Capital Celluloid - Day 128: Monday May 9

The Passenger (Antonioni, 1975) & Last Tango In Paris (Bertolucci, 1972):
Prince Charles Cinema, 6.10pm 

Two films from Italian masters on foreign shores. If you have the patience The Passenger is a revelation, the celebrated circular shot towards the end one of the most audacious in movie history.

Here is the trailer.

Last Tango In Paris is worth seeing for Marlon Brando's performance alone, as naked and honest a performance as you're likely to ever see up on the screen.

Take a look at these credits (with images of the work of artist Francis Bacon)  

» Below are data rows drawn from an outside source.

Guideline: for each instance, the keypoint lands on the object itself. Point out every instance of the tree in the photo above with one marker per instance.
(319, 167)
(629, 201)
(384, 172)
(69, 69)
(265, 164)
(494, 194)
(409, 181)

Here are the Chicago Reader movie reviews:

The Passenger

A masterpiece, one of Michelangelo Antonioni's finest works (1975). Jack Nicholson and Maria Schneider star as a journalist who trades one identity for another and the woman who becomes his accomplice (and ultimately the moral center of his adopted world). Less a thriller (though the mood of mystery is pervasive) than a meditation on the problems of knowledge, action for its own sake, and the relationship of the artist to the work he brings into being. Next to this film, Blowup seems a facile, though necessary, preliminary. By all means go. 126 min.



The operatic extravagance of Bernardo Bertolucci's style has emerged more clearly since this 1972 drama, which still managed to seem vaguely naturalistic in the midst of its extravagant camera moves and eccentric construction. The surface plausibility is probably the contribution of Marlon Brando, whose performance has strength and detail enough to counterbalance Bertolucci's taste for pure psychological essence. With Maria Schneider as Brando's lover and Jean-Pierre Leaud in the Ralph Bellamy part (he has a job). Photography by Vittorio Storaro. In English and subtitled French. 127 min.